Africa, the second largest continent on earth, covers 6 % of the world's total surface. It is also the second most populous. With over one billion people, it accounts for about 15 % of the world's population. Although Africa is one landmass, it is often seen as consisting of two distinct regions: Africa South of the Sahara desert, or Sub-Saharan Africa, and North Africa. There are cultural, racial, climatological and linguistic differences between the two regions. North Africa tends to be Arab and people in countries such as Algeria and often identify more with the Middle East than with the cultures on the rest of the continent. However, The African Union, an international organization including 54 African states (the only state not in the AU is Morocco) was formed in 2002 and has made great strides in politically uniting the continent. Many of the problems besetting countries in South Africa are equally pervasive in the north. Important issues such as poverty, hunger and HIV rates are devasting to the entire continent. Ultimately, despite the enormous diversity among the nations of Africa, and the sense of a division between North and South Africa, all countries form part of one vast continent.

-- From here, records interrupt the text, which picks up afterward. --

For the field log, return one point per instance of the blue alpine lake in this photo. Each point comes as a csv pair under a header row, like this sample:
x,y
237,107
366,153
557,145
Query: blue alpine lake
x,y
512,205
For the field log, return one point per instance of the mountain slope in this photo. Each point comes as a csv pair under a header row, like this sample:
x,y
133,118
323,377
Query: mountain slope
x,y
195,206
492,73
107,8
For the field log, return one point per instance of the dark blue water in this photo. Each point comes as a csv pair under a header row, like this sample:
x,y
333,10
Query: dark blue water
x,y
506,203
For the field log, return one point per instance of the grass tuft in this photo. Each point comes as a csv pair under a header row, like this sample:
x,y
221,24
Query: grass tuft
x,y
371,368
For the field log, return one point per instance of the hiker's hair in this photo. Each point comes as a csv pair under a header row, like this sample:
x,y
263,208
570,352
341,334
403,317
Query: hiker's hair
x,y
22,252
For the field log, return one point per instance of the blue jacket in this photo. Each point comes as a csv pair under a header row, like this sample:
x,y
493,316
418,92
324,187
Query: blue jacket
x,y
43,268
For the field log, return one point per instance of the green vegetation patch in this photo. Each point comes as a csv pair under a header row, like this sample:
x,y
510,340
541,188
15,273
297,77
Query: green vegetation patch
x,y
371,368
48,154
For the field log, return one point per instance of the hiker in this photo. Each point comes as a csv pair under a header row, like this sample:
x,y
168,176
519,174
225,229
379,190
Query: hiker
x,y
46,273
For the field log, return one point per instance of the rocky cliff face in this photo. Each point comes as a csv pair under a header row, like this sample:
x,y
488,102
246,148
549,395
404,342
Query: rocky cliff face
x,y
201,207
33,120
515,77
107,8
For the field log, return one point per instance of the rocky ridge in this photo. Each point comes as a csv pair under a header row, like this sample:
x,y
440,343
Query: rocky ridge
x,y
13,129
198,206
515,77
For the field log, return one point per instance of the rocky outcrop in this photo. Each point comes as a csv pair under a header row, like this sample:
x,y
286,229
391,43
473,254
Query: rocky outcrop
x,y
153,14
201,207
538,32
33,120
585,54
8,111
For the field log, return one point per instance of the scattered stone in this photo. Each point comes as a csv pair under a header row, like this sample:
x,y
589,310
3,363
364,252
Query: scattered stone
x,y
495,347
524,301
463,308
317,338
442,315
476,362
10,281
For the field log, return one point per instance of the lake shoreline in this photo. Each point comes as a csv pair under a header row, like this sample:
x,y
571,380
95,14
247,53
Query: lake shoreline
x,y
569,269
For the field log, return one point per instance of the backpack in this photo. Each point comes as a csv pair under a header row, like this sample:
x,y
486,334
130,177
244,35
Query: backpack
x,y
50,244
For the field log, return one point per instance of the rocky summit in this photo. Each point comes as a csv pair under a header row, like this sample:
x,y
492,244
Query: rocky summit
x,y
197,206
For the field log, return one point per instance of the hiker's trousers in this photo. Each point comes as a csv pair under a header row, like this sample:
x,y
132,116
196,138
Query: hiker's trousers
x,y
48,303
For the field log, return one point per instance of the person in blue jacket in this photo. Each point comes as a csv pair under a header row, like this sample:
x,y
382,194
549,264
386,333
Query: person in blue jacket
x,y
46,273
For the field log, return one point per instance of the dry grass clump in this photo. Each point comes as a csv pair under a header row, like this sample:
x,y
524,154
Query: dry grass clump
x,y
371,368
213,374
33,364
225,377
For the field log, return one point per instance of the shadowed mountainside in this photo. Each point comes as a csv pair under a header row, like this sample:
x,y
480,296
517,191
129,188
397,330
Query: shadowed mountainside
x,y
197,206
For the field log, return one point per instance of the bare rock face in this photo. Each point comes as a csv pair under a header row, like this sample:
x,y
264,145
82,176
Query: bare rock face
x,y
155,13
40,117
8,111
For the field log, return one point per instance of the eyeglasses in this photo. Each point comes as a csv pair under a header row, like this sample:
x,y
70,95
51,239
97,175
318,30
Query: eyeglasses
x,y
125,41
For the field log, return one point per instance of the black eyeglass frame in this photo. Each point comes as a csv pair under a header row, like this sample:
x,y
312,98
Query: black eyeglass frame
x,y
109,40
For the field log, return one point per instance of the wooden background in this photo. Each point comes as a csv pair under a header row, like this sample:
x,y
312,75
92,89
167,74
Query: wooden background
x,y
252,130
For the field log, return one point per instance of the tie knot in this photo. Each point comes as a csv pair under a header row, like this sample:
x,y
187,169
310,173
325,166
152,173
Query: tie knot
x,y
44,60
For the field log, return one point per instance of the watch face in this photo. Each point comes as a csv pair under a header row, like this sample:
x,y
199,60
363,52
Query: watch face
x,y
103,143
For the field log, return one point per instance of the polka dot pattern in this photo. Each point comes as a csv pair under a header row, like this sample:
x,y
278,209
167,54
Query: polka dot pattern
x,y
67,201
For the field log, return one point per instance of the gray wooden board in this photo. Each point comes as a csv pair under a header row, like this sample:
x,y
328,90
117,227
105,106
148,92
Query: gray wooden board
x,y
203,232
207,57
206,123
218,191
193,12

The continent of Africa is truly the cradle of humanity. The majority of paleoanthropologists believe that Africa was the first territory in the world to be occupied, and Home Sapiens originated there. We are all descendents of early humans who lived in Africa. The widely accepted theory that humans originated in Africa is informally called the "Out of Africa" theory, and more scientifically known by names such as the single-origin-hypothesis (RSOH). These theories were proven in the 1980s, with the help of DNA studies and the study of ancient fossil evidence. Fossils and signs of human occupation have been found from over 7 million years ago. Several ape-like species, such as Australopithecus afarensisare and Homo ergaster are believed to have evolved into modern man. Most scientists believe that Homo Sapiens evolved into modern humans only in Africa, and then migrated between 125,000 and 60,000 years ago. Over time, Homo Sapiens then replaced earlier populations such as Neanderthals. According to competing views, Homo Sapiens originated in Africa, but then migrated and interbred with Homo Erectus. Either way, it is certaint that all humans on earth share common ancestors from Africa. It truly is the place we all come from.
The story of Africa is a vast and rich history.
Both Ethiopia and Egypt saw the development of the first civilizations in Africa.
The Nok culture was one of West Africa's most advanced civilizations. The Nok had mastered metal smelting one of the first societies south of the Sahara be able to do it.
In the Southern regions there were smaller tribes primarily the San, often called Bushmen, and Khoikhoi.
The first kingdom to establish full control in the south is Ghana (not the modern Ghana, but an area that is now Mali). Ghana became a hub for trade routes.The whole story can be found at http://nuflavainyaear.com/2012/07/14/mama-africathe-azonto-dance-x-ghana/
Rival kingdoms in West Africa often traded for raw materials from south Africa. Gold and slaves became the two prized commodities for trade.
The slaves came primarily from the area around Lake Chad where the Zaghawa tribes captured their own neighbors sending them for profit to Arabs in the north.
In the 16th century Dutch, Portuguese, and British explorers appeared along the African coastlines.
By the late 1800s European states had divided and conquered much of the African continent.
In the 20th century a spirit of patriotism and nationalism was born and as a result Africa once again became its own.